Thursday, June 16, 2022

(Stirring Tales of) Organized Play, Part Three

 Schism is the normal state of organized play groups.  Whether it's a national-level D&D thing, or a Vampire LARP, or something else, eventually it's going to fork. There will be a rules change, or a change in leadership, or in population, and a group will break off and do their own thing (often while continuing to do the old thing as well).

A couple years back some changes in D&D Adventurers League were controversial enough that we saw some attempts at splinter groups.  One such was led by a guy I knew from work (and a couple other dudes), so I was invited, and I showed up to check it out.

The concept was that they wanted to do mostly-DDAL, but rolled back to the last iteration of the org-play rules (with a couple other small changes).  Ostensibly they wanted more DM freedom, and better-interlinked stories.  All laudable goals.

The issue was, they didn't know how to get there (in my opinion).  I asked lots of questions and didn't get answers to many things - the airplane was being built in flight.  How much vetting does a DM or an adventure need before being run?  If this is Forgotten Realms, what year is it supposed to be (players will care), and how tight is our canonicity?  How do we deconflict DM usage of published material?  Are we soliciting only pick-up groupings of PCs, or can stable tables evolve naturally?  Some conflicting answers on these throughout.

There was a Discord server as the hub of recruitment and play - this was really my first in-depth use of Discord for this sort of thing.  I still think it has both advantages and disadvantages years later!  Immediately it was apparent we had a lot more players than DMs.  A lot more.  As in, this is going to be a problem.  For the couple months I was involved, I only saw two other people running games at all (and no, this did not include the couple people in charge of the whole show).

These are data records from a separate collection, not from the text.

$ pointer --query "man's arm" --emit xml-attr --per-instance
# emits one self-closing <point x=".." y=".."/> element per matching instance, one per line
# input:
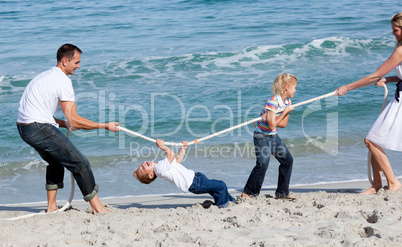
<point x="170" y="155"/>
<point x="76" y="121"/>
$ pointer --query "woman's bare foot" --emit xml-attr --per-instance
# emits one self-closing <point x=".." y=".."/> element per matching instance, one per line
<point x="52" y="208"/>
<point x="245" y="195"/>
<point x="394" y="187"/>
<point x="371" y="190"/>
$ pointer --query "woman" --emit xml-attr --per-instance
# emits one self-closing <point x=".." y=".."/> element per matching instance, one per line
<point x="387" y="130"/>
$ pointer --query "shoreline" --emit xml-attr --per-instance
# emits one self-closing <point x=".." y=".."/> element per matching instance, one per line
<point x="326" y="214"/>
<point x="354" y="186"/>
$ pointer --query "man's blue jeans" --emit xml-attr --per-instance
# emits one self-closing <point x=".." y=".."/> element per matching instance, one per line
<point x="59" y="152"/>
<point x="265" y="145"/>
<point x="216" y="188"/>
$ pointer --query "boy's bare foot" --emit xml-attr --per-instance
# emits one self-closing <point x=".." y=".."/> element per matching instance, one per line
<point x="371" y="190"/>
<point x="244" y="195"/>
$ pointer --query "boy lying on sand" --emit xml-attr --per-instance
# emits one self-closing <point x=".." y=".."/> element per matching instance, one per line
<point x="171" y="169"/>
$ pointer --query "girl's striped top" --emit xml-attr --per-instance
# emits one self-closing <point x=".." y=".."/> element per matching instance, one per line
<point x="275" y="104"/>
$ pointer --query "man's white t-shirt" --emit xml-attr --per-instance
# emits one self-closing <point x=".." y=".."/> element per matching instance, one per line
<point x="175" y="173"/>
<point x="42" y="97"/>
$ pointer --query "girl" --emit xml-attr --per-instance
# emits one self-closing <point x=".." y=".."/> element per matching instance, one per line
<point x="267" y="141"/>
<point x="386" y="131"/>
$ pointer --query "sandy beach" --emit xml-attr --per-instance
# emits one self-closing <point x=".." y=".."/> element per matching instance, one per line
<point x="323" y="215"/>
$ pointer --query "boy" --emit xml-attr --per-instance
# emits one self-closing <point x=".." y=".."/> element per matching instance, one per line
<point x="186" y="180"/>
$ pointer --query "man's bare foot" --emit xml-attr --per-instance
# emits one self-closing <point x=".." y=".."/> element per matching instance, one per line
<point x="97" y="206"/>
<point x="245" y="195"/>
<point x="371" y="190"/>
<point x="290" y="197"/>
<point x="52" y="208"/>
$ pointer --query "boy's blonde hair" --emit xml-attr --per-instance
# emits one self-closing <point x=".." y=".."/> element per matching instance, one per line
<point x="283" y="79"/>
<point x="144" y="178"/>
<point x="397" y="21"/>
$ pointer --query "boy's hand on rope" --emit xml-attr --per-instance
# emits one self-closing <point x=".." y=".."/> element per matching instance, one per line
<point x="160" y="143"/>
<point x="185" y="145"/>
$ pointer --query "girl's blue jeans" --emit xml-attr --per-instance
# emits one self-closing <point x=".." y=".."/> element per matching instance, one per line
<point x="216" y="188"/>
<point x="59" y="152"/>
<point x="265" y="145"/>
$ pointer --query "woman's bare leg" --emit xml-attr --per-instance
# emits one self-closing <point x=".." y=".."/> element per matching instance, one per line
<point x="380" y="163"/>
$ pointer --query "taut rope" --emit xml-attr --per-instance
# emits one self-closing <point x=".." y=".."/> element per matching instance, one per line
<point x="222" y="131"/>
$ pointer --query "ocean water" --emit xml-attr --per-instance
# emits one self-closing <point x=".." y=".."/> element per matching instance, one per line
<point x="181" y="70"/>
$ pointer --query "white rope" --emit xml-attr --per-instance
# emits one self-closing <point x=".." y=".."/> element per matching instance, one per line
<point x="222" y="131"/>
<point x="369" y="165"/>
<point x="66" y="206"/>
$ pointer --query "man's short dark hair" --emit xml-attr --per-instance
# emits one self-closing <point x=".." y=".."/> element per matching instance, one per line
<point x="67" y="50"/>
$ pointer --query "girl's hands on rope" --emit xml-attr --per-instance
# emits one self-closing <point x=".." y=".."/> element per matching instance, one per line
<point x="341" y="91"/>
<point x="112" y="126"/>
<point x="381" y="82"/>
<point x="288" y="109"/>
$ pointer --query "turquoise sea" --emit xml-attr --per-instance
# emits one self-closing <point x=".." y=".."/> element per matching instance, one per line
<point x="181" y="70"/>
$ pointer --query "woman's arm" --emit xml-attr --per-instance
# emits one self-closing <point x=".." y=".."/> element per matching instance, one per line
<point x="384" y="69"/>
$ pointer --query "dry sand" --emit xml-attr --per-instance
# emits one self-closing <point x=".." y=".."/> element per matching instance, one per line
<point x="323" y="215"/>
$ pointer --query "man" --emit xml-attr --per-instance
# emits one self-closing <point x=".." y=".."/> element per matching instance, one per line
<point x="43" y="96"/>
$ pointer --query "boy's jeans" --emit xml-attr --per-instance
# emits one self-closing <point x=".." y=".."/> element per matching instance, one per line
<point x="59" y="152"/>
<point x="216" y="188"/>
<point x="265" y="145"/>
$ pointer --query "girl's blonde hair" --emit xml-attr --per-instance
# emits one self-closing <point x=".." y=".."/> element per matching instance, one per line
<point x="283" y="79"/>
<point x="397" y="21"/>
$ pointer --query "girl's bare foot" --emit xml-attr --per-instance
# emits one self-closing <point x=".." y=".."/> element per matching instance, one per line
<point x="394" y="187"/>
<point x="245" y="195"/>
<point x="369" y="191"/>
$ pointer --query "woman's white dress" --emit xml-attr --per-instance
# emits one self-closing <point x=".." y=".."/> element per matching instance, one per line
<point x="387" y="129"/>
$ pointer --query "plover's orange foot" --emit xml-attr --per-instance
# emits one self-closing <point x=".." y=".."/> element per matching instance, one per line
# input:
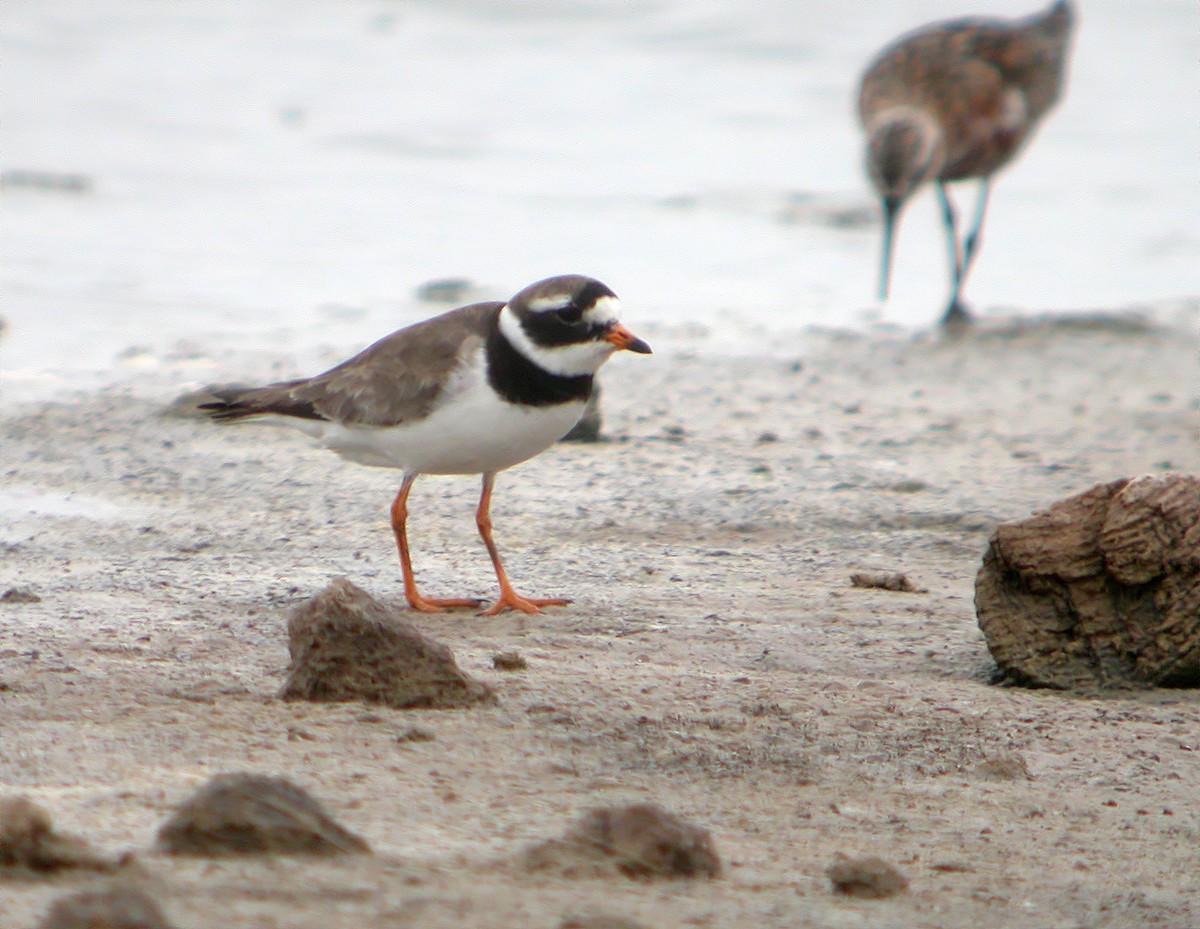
<point x="515" y="601"/>
<point x="436" y="605"/>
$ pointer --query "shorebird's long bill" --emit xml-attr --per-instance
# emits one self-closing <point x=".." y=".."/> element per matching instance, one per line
<point x="625" y="341"/>
<point x="891" y="209"/>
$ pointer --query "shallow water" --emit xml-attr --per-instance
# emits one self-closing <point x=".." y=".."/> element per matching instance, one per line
<point x="279" y="174"/>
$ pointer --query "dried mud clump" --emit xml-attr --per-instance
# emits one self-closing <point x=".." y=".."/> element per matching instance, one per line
<point x="112" y="907"/>
<point x="509" y="661"/>
<point x="1101" y="589"/>
<point x="346" y="645"/>
<point x="886" y="581"/>
<point x="255" y="814"/>
<point x="641" y="840"/>
<point x="29" y="844"/>
<point x="870" y="877"/>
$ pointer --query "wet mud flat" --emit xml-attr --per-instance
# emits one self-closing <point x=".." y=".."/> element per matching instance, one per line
<point x="718" y="661"/>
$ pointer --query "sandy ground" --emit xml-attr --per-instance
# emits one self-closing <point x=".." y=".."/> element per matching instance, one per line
<point x="715" y="660"/>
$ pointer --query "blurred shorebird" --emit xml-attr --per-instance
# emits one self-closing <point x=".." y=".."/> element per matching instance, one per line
<point x="952" y="101"/>
<point x="472" y="391"/>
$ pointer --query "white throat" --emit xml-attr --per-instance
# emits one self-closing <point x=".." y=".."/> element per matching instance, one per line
<point x="570" y="360"/>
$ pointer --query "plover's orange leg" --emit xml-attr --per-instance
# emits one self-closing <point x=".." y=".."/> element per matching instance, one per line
<point x="509" y="598"/>
<point x="400" y="526"/>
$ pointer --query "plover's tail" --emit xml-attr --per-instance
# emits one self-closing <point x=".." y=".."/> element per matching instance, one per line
<point x="235" y="402"/>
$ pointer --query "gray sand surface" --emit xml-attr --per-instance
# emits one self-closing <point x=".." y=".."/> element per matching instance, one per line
<point x="717" y="659"/>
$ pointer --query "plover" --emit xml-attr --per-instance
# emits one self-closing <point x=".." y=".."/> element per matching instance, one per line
<point x="472" y="391"/>
<point x="958" y="100"/>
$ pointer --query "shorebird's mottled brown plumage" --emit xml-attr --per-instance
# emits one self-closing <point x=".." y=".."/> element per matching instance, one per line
<point x="953" y="101"/>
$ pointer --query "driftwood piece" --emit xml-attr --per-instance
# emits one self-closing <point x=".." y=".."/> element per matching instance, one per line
<point x="1101" y="589"/>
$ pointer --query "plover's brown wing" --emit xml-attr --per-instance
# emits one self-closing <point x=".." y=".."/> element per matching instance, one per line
<point x="400" y="378"/>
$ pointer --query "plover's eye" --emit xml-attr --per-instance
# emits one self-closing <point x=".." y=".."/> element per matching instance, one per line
<point x="569" y="315"/>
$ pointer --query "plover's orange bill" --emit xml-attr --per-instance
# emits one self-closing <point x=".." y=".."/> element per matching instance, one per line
<point x="958" y="100"/>
<point x="472" y="391"/>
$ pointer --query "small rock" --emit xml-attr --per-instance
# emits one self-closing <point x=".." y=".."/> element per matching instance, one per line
<point x="346" y="645"/>
<point x="415" y="733"/>
<point x="870" y="877"/>
<point x="19" y="595"/>
<point x="886" y="581"/>
<point x="255" y="814"/>
<point x="641" y="840"/>
<point x="1002" y="767"/>
<point x="29" y="843"/>
<point x="509" y="661"/>
<point x="113" y="907"/>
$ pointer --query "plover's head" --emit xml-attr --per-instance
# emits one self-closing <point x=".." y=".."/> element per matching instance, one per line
<point x="568" y="325"/>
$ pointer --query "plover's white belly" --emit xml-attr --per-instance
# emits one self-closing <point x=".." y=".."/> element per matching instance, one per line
<point x="474" y="431"/>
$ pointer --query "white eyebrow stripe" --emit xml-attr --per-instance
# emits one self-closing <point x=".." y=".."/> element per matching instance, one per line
<point x="605" y="310"/>
<point x="550" y="303"/>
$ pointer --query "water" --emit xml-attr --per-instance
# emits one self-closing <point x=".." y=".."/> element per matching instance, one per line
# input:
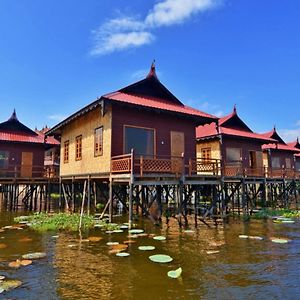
<point x="242" y="269"/>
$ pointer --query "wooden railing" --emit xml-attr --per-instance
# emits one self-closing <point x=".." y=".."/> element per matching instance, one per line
<point x="177" y="166"/>
<point x="21" y="171"/>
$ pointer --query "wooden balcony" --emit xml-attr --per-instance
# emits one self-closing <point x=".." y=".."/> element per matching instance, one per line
<point x="178" y="166"/>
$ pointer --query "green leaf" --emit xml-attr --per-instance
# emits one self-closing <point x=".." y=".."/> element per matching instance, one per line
<point x="175" y="273"/>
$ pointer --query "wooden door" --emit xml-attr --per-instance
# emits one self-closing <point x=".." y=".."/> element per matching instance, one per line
<point x="177" y="150"/>
<point x="26" y="165"/>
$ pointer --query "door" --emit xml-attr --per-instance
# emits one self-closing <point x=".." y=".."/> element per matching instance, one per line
<point x="177" y="150"/>
<point x="26" y="165"/>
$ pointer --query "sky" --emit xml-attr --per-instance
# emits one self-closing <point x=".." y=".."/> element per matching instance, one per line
<point x="58" y="56"/>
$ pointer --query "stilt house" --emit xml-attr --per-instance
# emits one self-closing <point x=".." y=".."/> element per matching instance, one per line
<point x="22" y="150"/>
<point x="144" y="116"/>
<point x="233" y="142"/>
<point x="296" y="145"/>
<point x="279" y="156"/>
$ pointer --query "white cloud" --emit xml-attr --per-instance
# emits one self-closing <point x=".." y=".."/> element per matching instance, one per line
<point x="289" y="135"/>
<point x="169" y="12"/>
<point x="129" y="32"/>
<point x="57" y="118"/>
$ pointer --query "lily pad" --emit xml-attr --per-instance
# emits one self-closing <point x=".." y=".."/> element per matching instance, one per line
<point x="122" y="254"/>
<point x="175" y="273"/>
<point x="136" y="231"/>
<point x="279" y="240"/>
<point x="2" y="246"/>
<point x="124" y="227"/>
<point x="146" y="248"/>
<point x="34" y="255"/>
<point x="7" y="285"/>
<point x="161" y="258"/>
<point x="188" y="231"/>
<point x="243" y="236"/>
<point x="212" y="251"/>
<point x="112" y="243"/>
<point x="159" y="238"/>
<point x="95" y="238"/>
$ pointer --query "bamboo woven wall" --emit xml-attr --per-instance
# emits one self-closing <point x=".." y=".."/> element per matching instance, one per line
<point x="86" y="126"/>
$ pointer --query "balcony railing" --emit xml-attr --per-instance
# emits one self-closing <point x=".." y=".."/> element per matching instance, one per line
<point x="142" y="165"/>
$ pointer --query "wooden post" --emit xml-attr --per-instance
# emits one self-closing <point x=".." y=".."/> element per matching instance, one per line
<point x="82" y="205"/>
<point x="110" y="199"/>
<point x="89" y="195"/>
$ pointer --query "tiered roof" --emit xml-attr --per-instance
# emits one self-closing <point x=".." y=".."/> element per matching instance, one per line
<point x="149" y="94"/>
<point x="13" y="130"/>
<point x="230" y="125"/>
<point x="279" y="144"/>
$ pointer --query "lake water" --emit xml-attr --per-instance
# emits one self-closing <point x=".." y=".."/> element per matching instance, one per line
<point x="242" y="269"/>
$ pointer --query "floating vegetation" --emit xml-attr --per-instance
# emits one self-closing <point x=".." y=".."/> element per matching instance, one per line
<point x="34" y="255"/>
<point x="25" y="239"/>
<point x="212" y="251"/>
<point x="112" y="243"/>
<point x="136" y="231"/>
<point x="2" y="246"/>
<point x="95" y="238"/>
<point x="159" y="238"/>
<point x="129" y="242"/>
<point x="161" y="258"/>
<point x="243" y="236"/>
<point x="146" y="248"/>
<point x="7" y="285"/>
<point x="59" y="221"/>
<point x="122" y="254"/>
<point x="175" y="273"/>
<point x="189" y="231"/>
<point x="280" y="240"/>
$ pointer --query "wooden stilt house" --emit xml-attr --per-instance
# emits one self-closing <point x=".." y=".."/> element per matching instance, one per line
<point x="22" y="150"/>
<point x="296" y="145"/>
<point x="233" y="142"/>
<point x="278" y="157"/>
<point x="144" y="116"/>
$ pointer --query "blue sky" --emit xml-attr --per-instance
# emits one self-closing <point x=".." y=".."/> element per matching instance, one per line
<point x="57" y="56"/>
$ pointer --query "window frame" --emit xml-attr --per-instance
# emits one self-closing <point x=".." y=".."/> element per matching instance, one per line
<point x="78" y="147"/>
<point x="140" y="127"/>
<point x="98" y="152"/>
<point x="66" y="151"/>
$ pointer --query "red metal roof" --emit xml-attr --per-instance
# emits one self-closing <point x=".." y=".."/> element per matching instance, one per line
<point x="157" y="103"/>
<point x="280" y="147"/>
<point x="25" y="138"/>
<point x="210" y="130"/>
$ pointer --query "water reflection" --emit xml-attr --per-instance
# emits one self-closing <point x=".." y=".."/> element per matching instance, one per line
<point x="216" y="263"/>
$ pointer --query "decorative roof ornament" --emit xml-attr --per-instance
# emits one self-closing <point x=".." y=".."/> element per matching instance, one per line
<point x="13" y="116"/>
<point x="152" y="72"/>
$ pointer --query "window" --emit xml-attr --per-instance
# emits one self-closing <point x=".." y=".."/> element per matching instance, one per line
<point x="66" y="151"/>
<point x="99" y="141"/>
<point x="78" y="149"/>
<point x="275" y="162"/>
<point x="233" y="154"/>
<point x="288" y="163"/>
<point x="4" y="156"/>
<point x="206" y="153"/>
<point x="139" y="139"/>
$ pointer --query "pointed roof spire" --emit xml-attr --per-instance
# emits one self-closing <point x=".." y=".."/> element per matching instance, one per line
<point x="13" y="116"/>
<point x="152" y="72"/>
<point x="234" y="109"/>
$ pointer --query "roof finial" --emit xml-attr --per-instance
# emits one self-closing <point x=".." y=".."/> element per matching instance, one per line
<point x="234" y="108"/>
<point x="152" y="72"/>
<point x="13" y="116"/>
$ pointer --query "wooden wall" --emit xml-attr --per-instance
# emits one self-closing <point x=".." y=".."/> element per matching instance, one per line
<point x="213" y="144"/>
<point x="86" y="126"/>
<point x="161" y="122"/>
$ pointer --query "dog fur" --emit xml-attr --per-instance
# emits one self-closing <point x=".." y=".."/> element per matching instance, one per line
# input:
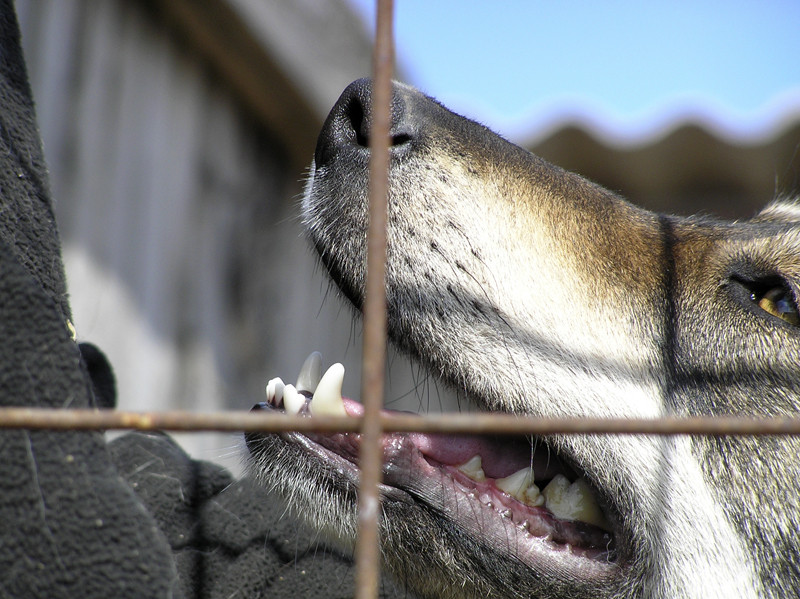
<point x="534" y="291"/>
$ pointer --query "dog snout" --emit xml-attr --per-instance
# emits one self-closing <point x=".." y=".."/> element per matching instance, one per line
<point x="349" y="125"/>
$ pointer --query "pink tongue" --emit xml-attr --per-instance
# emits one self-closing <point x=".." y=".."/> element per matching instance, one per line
<point x="501" y="456"/>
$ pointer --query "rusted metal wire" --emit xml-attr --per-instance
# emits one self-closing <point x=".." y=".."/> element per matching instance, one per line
<point x="367" y="551"/>
<point x="471" y="423"/>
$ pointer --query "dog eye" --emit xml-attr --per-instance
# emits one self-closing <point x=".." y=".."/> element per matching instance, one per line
<point x="779" y="302"/>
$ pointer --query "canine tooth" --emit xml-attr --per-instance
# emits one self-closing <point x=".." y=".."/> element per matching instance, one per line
<point x="520" y="486"/>
<point x="515" y="484"/>
<point x="473" y="468"/>
<point x="533" y="496"/>
<point x="292" y="400"/>
<point x="310" y="372"/>
<point x="328" y="396"/>
<point x="573" y="501"/>
<point x="275" y="391"/>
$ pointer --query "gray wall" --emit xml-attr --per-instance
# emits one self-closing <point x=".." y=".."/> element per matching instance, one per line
<point x="177" y="210"/>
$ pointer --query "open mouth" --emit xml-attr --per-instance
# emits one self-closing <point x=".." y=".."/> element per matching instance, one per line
<point x="515" y="493"/>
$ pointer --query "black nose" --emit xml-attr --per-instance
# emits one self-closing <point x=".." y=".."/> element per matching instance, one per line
<point x="349" y="124"/>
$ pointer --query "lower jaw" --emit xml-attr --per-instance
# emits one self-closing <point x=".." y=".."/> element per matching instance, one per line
<point x="530" y="536"/>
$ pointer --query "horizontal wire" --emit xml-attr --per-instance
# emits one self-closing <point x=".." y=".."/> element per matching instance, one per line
<point x="456" y="423"/>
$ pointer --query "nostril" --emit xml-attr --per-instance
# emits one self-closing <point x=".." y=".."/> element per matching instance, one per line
<point x="398" y="139"/>
<point x="358" y="121"/>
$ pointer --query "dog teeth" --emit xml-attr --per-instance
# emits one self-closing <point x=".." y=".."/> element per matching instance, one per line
<point x="520" y="486"/>
<point x="473" y="468"/>
<point x="275" y="392"/>
<point x="293" y="401"/>
<point x="573" y="501"/>
<point x="327" y="398"/>
<point x="310" y="372"/>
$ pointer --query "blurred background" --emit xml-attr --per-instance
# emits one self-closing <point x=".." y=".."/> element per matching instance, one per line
<point x="178" y="132"/>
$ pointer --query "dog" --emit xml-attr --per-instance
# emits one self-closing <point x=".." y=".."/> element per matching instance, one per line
<point x="533" y="291"/>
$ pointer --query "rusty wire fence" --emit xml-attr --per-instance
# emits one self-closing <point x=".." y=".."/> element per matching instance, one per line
<point x="373" y="423"/>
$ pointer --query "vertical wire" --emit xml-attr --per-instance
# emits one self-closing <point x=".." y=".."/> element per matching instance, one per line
<point x="367" y="551"/>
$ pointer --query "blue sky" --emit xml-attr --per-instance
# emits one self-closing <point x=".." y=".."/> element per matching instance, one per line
<point x="630" y="69"/>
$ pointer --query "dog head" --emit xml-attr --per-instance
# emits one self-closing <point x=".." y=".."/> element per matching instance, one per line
<point x="533" y="291"/>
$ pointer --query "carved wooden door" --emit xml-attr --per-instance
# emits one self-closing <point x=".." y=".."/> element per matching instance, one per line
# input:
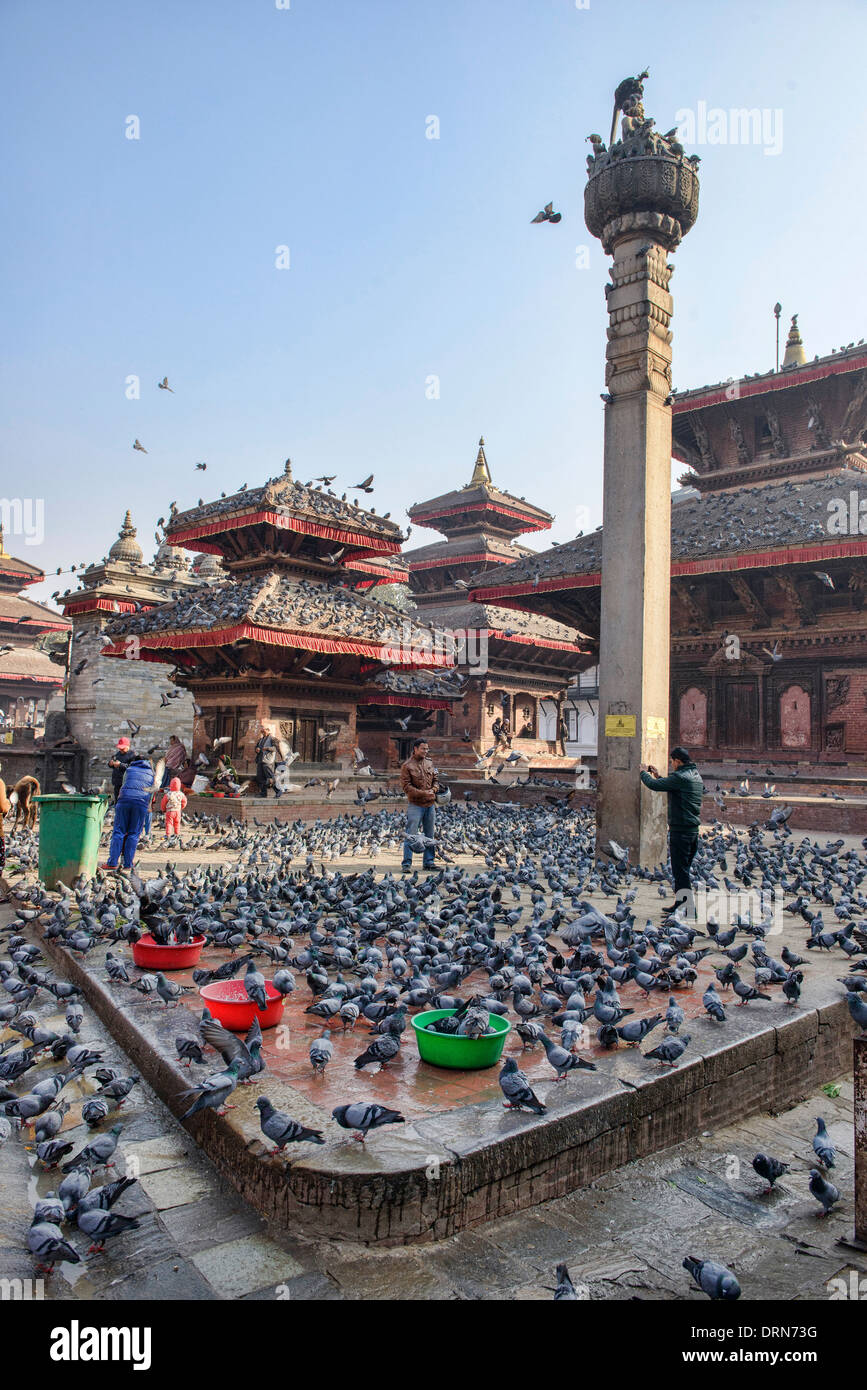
<point x="741" y="715"/>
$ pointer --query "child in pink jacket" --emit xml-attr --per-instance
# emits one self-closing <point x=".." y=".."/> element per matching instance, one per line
<point x="172" y="804"/>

The first thing I ran was Ruined Tower of Zenopus, which I was eager to try in play after falling in love with it.  It plays as well as it reads, has great old-school feel despite being for 5e, and I continue to recommend it.  I had plopped the ruined tower down somewhere down the road from Waterdeep, near Illefarn, where I was planning to stake my claim to run the area.  Two session of Zenopus in, the PCs in question hadn't gotten very far and weren't enjoying themselves as much as I would've liked.  They were pretty passive and wanted a "mission" to go on, and they wanted things to be wrapped up by the end of the session.  This was going to be a continuing playculture problem with this splinter org - the DDAL model was strong in their minds, and most of them had never played anything besides 5e.  They had certain  playstayle assumptions baked-in.  I kept trying to be the guy running classic-leaning content...

Next I ran several sessions adapting material from Under Illefarn - updating the NPC lore in case anybody was enough of a Faerun-head to care about the time discrepancy, etc. These sessions went a little better, as they were more self-contained and mission-y, but nobody bit on exploring the larger dungeon despite pointers and hooks aplenty.  The idea of spending several sessions (and sorties) into the same dungeon didn't fly with this crowd.

At this point I knew for sure I was in the wrong place.  The organization wasn't very organized, and despite dozens of game-hungry players none of them seemed to want what I was selling.  I had a talk with a couple of the organizers about my observations, made some suggestions, and we parted ways.

I presume the experiment failed and the splinter group faded away.  Sometimes that's what happens.  Enthusiasm and good intentions don't keep an org-play program running.